Our first stop was to see a student interviewing a middle-aged, female patient about what it was like to care for her mother with dementia. (The patient was an actress, but all the center’s “standardized patients” are highly trained, and it showed.) We watched for about five minutes as the future physician took a thoughtful history, asking the patient how she was coping with her mother’s complicated daily life. The intense conversation made us feel like we were witnessing an intimate exchange and ended with a diagnosis of depression.

If class was actually in session, a faculty member would have watched the interaction unfold for 15 minutes with a checklist of skills in hand.

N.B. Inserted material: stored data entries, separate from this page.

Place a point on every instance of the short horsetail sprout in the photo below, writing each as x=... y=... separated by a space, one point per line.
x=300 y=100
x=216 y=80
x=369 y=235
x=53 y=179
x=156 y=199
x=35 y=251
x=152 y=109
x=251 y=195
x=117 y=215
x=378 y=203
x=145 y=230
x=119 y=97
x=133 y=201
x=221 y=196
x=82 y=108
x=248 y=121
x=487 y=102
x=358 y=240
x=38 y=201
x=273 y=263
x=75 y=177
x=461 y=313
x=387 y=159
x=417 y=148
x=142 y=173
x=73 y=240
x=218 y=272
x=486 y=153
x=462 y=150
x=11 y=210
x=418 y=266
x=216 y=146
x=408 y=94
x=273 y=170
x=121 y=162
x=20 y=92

Then, together, faculty member and student would review the video recording and discuss the good and bad. The patient would provide feedback, too, and add an invaluable perspective.

From there, our small tour group watched a professor and a student conduct a knee exam. In between bends, turns, and touches, we could see the student’s mind race, hoping he’d remember the next move. The faculty member taught with his voice and his hands and provided small corrections as the student searched for fluid and tears.

Then, finally, we met Mr. Jones. After allowing us to merely observe at the first two stations, the tour guide quickly ushered us into the mannequin’s room and handed us stethoscopes.

“Listen to his chest. Look at the monitor. What do you think we should do?” asked a faculty member.

“Um. Wow, this thing is really cool.”

“Right. What should we do?”

The patient chimed in: “Help. I can’t breathe.” It sounded like the patient, at least. Really, it was a faculty member behind a whiteboard, talking into a microphone linked to a speaker near the mannequin.

When we finally realized it was up to us, our group gave the patient some oxygen and some breathing treatments, which seemed to help. Still, we were reeling from the pressure and felt a lot more comfortable when we returned to normal “tour mode,” with an explanation of the pedagogy.

The tour lasted only an hour, but it was enough time to instill some important reminders. First, just how challenging life as a medical student can be. Students live in a high-pressure, demanding, competitive environment. And that doesn’t even factor in the real-life version of Mr. Jones!

Second, how lucky we are to be part of the Open School and to do what we do. We’re certain medicine wasn’t the path for us, but it’s an honor to contribute to the education of future physicians.